Das traditionelle Münchener Neujahrstreffen des Jahres 2009 fand am Abend des 7. Januar in einer Gaststätte im Münchener Westen statt. Zuvor hatte die Polizei den griechischen Gastwirt des vorgesehenen Veranstaltungslokales unter Druck gesetzt, der dann prompt kündigte und an diesem Abend mit deutlich weniger Umsatz nach Hause gehen mußte. Doch das nationale München ist immer einen Schritt schneller als die Handlanger von Polizeipräsident Dr. Schmidbauer und so konnte mit einer Stunde Verspätung im überfüllten Nebenraum der Ausweichgaststätte die Veranstaltung beginnen.

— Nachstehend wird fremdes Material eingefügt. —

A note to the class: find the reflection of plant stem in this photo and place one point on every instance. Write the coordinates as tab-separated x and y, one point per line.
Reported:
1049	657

Die Moderation übernahm NPD-Bezirkschef Roland Wuttke, das Hauptreferat hielt Richard Melisch aus Wien. Zuvor aber richtete BIA-Stadtrat Karl Richter seine Grußworte und Neujahrsglückwünsche an die Gäste, unter denen sich diesmal wieder viele ehemalige Republikaner und frühere „Pro-München“-Unterstützer befanden. Der erfolgreiche Buchautor Melisch („Der letzte Akt“) wollte ursprünglich über die Globalisierung referieren, legte aber den Schwerpunkt seiner Ausführungen auf den Nahostkonflikt. Als profunder Kenner der Lage sagte Melisch den Zionisten langfristig das Ende ihres Projektes Israel voraus und kam auf die Strategien der kleinen Völker gegen die scheinbar mächtigen Staaten USA und Israel zu sprechen.